Vital protein complex and therapeutic possibilities revealed
By By Scott LaFee, UC San Diego Health Sciences and Ian Demsky, University of Michigan Health System | 29 Sep 2011
The newly revealed molecular structure of G protein-coupled receptors illustrate the 29 September cover of Nature. The findings were the result of a multi-institutional collaboration that included UC San Diego.
The newly revealed molecular structure of G protein-coupled receptors illustrate the September 29 cover of Nature. The findings were the result of a multi-institutional collaboration that included UC San Diego. |
Three international teams of scientists, led by researchers at the University of California San Diego, University of Michigan and Stanford University, have published a trio of papers describing in unprecedented detail the structure and workings of G protein-coupled receptors (GPCRs), a large family of human proteins that are the target of one-third to one-half of modern drugs.
Two of the papers are published as cover-story articles in the September 29 print issue of the journal Nature.
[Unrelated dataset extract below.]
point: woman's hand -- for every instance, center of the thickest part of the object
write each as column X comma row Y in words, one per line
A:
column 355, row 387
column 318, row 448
The third paper was published in the 12 September early online edition of the Proceedings of the National Academy of Sciences (PNAS).
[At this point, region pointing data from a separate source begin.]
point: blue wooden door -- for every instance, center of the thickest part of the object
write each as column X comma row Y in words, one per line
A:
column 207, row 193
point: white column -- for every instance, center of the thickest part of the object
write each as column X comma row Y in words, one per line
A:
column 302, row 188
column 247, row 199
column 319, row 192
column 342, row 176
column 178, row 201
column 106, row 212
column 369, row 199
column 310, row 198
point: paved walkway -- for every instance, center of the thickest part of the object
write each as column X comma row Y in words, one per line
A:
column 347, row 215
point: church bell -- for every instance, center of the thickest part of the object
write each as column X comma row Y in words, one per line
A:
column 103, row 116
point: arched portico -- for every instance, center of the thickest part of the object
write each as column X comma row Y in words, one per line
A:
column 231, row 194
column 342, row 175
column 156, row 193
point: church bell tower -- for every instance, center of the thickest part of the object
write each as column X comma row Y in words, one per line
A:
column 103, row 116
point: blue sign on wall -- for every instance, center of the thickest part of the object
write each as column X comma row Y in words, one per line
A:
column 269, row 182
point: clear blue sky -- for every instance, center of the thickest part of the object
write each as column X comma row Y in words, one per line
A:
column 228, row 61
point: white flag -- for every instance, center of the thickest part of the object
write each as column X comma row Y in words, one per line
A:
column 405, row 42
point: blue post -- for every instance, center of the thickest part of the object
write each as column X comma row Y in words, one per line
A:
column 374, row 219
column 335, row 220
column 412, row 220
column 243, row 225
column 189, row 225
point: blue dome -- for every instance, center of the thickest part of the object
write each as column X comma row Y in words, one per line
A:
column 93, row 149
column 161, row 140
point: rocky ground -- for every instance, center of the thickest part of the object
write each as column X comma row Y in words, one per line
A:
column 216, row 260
GPCRs are essential to human life, involved in almost every physiological function. Located within the membranes of cells, these receptors detect arriving hormones, chemical neurotransmitters, odors and other signaling molecules, then activate internal G proteins, which, behaving like molecular switches, initiate other events that affect everything from the senses and behaviour to fundamental functions like heart rate and blood pressure. Malfunctions in these signaling pathways have been linked to dozens of diseases, including diabetes, blindness, asthma, depression and some forms of cancer.
''The 800 or so known GPCRs do an incredible variety of things, which is why they're broadly considered the most important target for new drugs,'' said Virgil Woods Jr., MD, a professor of medicine at UCSD School of Medicine and a co-author on two of the papers.
''But historically they've been very difficult to work with. We haven't had a good grasp of their precise structure and functioning. A lot of drugs are based on targeting GPCRs, but they're hit or miss. Until recently, we have known little about how GPCRs actually work at the sub-molecular level,'' Woods added.